De acordo com o professor e historiador Rosalino Siqueira, responsável pelo acervo, o material tem valor histórico e simbólico. “Acreditamos que seja um dos maiores da região exposto em museus. Ele representa muito a época dos desbravadores e a ligação com o pinheiro, que marcou a colonização aqui”, explica.
O nó foi encontrado pelo morador Desidério Bracht, na região do Distrito de Idamar, em Dionísio Cerqueira-SC, e posteriormente doado ao museu de Palma Sola. Desde então, permanece preservado no local, praticamente sem alterações.
Além do tamanho incomum, a peça chama atenção pela durabilidade. Segundo Rosalino, o nó de pinho possui uma resina natural que impede a entrada de água e a ação de insetos, o que evita a decomposição. “Ele não apodrece como outras madeiras. Por isso, era muito utilizado antigamente para manter o fogo aceso por mais tempo”, afirma.

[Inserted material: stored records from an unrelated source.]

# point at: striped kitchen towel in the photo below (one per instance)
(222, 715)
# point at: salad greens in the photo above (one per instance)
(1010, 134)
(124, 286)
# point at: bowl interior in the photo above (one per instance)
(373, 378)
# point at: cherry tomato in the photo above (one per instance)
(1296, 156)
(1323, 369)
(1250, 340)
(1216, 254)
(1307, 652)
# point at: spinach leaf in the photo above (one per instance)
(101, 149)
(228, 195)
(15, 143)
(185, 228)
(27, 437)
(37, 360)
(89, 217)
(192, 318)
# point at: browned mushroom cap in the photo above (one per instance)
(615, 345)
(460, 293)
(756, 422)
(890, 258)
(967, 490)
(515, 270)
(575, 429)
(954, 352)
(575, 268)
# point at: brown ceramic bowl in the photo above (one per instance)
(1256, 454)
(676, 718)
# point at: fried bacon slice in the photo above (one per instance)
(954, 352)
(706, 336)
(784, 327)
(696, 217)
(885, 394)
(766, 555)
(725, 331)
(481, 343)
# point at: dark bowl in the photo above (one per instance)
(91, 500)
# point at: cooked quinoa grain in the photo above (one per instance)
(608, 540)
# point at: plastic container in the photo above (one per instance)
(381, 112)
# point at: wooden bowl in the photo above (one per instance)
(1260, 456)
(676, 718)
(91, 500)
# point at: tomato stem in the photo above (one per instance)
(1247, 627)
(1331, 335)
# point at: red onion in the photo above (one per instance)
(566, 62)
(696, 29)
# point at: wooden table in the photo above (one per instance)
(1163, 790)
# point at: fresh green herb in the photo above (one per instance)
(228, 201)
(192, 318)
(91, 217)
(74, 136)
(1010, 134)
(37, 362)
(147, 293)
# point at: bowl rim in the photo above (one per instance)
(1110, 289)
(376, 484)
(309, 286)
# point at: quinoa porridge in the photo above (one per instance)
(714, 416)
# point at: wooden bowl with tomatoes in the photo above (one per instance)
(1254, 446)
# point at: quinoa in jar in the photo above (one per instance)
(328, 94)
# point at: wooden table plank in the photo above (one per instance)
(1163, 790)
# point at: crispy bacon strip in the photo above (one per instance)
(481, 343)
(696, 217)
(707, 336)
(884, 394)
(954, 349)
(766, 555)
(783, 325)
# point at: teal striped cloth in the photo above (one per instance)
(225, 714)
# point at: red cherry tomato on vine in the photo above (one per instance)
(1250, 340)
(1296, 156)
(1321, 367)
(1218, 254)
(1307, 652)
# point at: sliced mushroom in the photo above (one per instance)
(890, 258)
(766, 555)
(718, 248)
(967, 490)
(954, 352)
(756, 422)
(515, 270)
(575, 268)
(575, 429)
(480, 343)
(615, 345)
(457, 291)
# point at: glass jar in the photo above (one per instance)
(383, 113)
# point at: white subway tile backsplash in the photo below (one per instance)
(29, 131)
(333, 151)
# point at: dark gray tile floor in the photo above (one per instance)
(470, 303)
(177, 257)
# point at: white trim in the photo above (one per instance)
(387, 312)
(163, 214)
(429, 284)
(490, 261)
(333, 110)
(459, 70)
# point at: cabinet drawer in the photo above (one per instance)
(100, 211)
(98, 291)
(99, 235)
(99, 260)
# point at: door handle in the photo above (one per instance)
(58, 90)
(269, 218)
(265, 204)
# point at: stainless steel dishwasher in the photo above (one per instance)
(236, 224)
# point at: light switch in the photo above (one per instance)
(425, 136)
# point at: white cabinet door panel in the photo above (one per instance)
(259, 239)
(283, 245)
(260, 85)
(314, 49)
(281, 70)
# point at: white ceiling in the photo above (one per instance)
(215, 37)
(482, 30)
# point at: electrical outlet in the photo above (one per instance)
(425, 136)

Na época da colonização, antes do uso de gás, o nó de pinho era essencial no dia a dia das famílias. Utilizado nos chamados “borraios”, ele mantinha a brasa ativa até o dia seguinte, facilitando a rotina. Além disso, era usado como fonte de luz, uma lasca do nó era acesa para iluminar o caminho em deslocamentos noturnos.
Estudos indicam que a peça exposta pode ter aproximadamente dois mil anos. Mesmo assim, segue intacta desde que passou a integrar o acervo, ainda nos primeiros anos de organização do museu, iniciado em 2007 e aberto ao público em 2011.

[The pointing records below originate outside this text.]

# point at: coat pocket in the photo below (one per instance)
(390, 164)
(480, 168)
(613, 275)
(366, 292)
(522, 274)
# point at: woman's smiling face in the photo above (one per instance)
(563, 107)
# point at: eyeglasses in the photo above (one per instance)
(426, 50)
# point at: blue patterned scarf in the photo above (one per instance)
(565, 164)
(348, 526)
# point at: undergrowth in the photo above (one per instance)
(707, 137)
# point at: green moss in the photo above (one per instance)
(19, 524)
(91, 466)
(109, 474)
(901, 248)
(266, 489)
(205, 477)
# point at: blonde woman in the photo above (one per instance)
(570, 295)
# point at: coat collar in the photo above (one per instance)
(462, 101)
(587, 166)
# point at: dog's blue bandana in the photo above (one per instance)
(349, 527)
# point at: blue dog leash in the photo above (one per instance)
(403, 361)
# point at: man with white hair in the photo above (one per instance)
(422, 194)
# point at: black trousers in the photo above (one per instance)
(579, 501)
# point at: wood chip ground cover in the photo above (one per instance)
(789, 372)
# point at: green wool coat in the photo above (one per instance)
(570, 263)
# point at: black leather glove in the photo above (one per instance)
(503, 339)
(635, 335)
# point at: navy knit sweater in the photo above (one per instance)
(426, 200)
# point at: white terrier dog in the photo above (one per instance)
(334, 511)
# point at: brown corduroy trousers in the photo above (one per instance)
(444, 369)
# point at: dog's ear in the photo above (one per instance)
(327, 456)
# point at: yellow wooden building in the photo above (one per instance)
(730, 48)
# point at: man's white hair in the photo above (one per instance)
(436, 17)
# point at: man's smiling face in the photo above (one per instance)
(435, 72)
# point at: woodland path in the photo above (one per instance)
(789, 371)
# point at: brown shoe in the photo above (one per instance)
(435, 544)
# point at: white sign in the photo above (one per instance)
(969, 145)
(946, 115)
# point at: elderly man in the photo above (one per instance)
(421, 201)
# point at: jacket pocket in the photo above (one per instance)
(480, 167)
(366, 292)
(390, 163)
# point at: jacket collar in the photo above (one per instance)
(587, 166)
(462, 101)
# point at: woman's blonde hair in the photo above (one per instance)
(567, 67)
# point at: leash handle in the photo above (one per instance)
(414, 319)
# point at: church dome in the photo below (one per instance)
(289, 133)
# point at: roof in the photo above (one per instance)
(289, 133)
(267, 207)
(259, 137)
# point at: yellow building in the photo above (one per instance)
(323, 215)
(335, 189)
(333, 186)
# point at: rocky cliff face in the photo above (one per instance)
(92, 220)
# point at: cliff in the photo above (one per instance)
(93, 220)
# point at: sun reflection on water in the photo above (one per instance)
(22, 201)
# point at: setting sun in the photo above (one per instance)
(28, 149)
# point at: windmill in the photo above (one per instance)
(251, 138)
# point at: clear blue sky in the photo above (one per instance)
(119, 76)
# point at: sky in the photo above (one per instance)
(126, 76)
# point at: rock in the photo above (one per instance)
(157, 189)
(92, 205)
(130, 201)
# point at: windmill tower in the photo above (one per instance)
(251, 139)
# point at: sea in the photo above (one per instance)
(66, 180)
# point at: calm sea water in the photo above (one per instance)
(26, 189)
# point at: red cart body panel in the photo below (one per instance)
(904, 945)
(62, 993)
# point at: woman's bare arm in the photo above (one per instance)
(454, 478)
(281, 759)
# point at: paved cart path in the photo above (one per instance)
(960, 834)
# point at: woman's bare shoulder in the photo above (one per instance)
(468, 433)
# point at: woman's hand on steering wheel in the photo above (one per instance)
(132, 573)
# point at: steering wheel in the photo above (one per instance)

Rosalino destaca que o tamanho do nó está diretamente ligado ao porte da araucária de onde se originou. “Ele é o alicerce do galho. Pelo tamanho desse aqui, dá para imaginar o tamanho do pinheiro que tinha”, comenta.
Museu se reorganiza e convida comunidade a contribuir com acervo
O professor reforça o convite para visitação. O museu passou recentemente por mudanças e segue em processo de reorganização. Visitas podem ser feitas em horário comercial, e grupos maiores devem agendar com antecedência.
Além disso, a equipe do museu incentiva a comunidade a contribuir com o acervo, seja com objetos antigos, fotos ou outros materiais históricos. Os itens podem ser doados ou emprestados para exposição.
O Rosalino agradece o apoio da Secretária de Agricultura, Maristela Girardi, popular Teya, e da Administração Municipal pelo incentivo às ações de preservação histórica.